Im Rahmen der Fragebogenaktion äußerten die Eltern auch zahlreiche Anregungen für die Zukunft. So seien flexiblere Öffnungs- und Buchungszeiten (nicht nur volle Stunde, sondern auch halbstündlich) gefragt. Das Bringen der Kinder sollte schon ab 6.30 Uhr möglich sein, das Abholen erst um 17 Uhr. Auch der Wunsch nach einer gesunden Verpflegung sowie mehr Naturprojekten (fester Wandertag einmal pro Woche/Monat) wurde geäußert.

Weitere Anliegen: Es sollte möglich sein, Kinder während des laufenden Jahres aufzunehmen, die Elternbefragung einmal pro Jahr durchzuführen sowie die Anzahl der Betreuer zu erhöhen.

Auch zum Thema "Betreuung in den Ferien" wurden die Familien befragt. Demnach wünschen sich am meisten Eltern (87) mehr Betreuungsangebote in den Sommerferien, Osterferien (56) und Pfingstferien (50). Am leichtesten zu überbrücken seien, so das Fazit der Aktion, die Weihnachtsferien. Hier benötigten nur 16 Prozent der Befragten eine professionelle Betreuung.

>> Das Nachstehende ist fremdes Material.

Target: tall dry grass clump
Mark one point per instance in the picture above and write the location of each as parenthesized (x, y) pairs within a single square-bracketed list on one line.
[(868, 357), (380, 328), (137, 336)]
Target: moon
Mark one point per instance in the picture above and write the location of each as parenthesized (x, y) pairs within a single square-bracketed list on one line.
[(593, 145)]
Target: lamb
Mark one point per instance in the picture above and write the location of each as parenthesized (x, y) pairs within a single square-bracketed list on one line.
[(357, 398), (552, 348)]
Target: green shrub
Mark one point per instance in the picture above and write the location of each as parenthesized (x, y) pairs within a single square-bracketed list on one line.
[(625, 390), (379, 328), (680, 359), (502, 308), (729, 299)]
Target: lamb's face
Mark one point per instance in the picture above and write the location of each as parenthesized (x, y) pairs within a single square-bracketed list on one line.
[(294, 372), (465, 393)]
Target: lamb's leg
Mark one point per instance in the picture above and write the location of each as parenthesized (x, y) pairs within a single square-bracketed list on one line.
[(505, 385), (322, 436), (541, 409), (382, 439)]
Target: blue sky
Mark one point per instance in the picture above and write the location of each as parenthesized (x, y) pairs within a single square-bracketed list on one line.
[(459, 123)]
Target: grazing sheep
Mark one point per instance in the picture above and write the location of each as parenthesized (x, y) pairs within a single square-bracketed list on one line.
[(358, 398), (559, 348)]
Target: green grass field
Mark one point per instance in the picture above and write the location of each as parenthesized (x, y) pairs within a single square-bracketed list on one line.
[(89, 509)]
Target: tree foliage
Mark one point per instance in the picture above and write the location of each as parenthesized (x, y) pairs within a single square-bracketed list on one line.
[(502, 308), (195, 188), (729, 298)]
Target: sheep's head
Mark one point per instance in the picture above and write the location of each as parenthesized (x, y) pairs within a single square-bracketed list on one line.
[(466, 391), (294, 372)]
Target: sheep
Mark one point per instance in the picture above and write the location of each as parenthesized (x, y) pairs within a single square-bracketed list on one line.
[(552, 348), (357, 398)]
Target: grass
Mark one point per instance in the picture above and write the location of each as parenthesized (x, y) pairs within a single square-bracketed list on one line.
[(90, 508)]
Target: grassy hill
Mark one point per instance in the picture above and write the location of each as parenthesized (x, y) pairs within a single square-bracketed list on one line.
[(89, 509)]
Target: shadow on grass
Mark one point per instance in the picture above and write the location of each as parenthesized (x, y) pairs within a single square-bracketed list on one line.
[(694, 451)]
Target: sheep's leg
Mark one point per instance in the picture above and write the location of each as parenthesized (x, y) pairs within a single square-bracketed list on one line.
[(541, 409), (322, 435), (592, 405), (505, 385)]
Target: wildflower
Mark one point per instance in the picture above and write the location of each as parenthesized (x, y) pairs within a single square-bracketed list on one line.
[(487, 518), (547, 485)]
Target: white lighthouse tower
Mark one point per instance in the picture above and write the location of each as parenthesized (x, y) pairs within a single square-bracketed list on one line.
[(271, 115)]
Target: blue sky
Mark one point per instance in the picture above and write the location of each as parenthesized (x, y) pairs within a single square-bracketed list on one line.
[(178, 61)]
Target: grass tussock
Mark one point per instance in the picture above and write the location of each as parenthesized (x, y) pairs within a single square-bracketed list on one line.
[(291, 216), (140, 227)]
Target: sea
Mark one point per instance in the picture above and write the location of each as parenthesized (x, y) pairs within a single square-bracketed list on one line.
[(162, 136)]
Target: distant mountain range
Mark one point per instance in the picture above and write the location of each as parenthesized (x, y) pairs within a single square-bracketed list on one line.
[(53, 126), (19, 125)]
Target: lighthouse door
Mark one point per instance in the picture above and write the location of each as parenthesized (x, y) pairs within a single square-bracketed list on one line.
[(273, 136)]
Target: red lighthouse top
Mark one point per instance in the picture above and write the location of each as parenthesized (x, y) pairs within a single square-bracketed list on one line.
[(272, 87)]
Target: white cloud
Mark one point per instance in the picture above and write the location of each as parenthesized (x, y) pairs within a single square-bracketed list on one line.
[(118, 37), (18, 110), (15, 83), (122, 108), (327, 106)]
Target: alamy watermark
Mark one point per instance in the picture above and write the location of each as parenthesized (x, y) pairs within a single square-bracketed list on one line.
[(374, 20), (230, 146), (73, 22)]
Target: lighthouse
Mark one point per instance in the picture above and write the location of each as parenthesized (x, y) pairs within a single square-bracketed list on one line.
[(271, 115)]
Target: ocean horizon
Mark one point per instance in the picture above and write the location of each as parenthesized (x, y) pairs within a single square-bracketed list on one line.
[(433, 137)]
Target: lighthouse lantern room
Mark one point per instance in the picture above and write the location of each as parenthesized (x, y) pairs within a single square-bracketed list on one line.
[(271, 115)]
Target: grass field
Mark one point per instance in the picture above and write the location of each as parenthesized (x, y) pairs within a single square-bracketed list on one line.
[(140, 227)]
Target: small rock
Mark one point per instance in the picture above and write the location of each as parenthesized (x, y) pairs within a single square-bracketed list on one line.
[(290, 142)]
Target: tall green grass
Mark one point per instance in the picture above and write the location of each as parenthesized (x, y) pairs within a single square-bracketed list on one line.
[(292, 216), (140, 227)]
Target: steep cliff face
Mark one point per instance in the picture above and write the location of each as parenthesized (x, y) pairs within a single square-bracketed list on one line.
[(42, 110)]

Einstimmig beschloss der Gemeinderat abschließend, 350 Plätze als "bedarfsnotwendig" bis 2014 anzuerkennen. Grundsätzlich bleiben diese Zahlen somit auf dem gleichen Niveau wie im Vorjahr. Praktisch gibt es laut Ines Bertozzi jedoch immer wieder Schwankungen aufgrund von "auspendelnden" Kindern. So würden Feldkirchen-Westerhamer Buben und Mädchen beispielsweise in Bruckmühl Kindergärten besuchen, oder aber wiederum Aiblinger Kinder in Feldkirchen-Westerham betreut werden.

Die 350 Plätze teilen sich wie folgt auf: 50 in Höhenrain, jeweils 78, davon bis zu zwei integrativ, in Westerham und im Kindergarten Bucklberg, 25 im Waldkindergarten, 47 im Kindergarten Laurentius und 72 in Vagen. Zusätzlich wurden 24 in der Kinderkrippe der Diakonie beschlossen. "Ein Defizit beim Betreuungsangebot kann nicht festgestellt werden", wurde außerdem explizit im Beschluss vermerkt.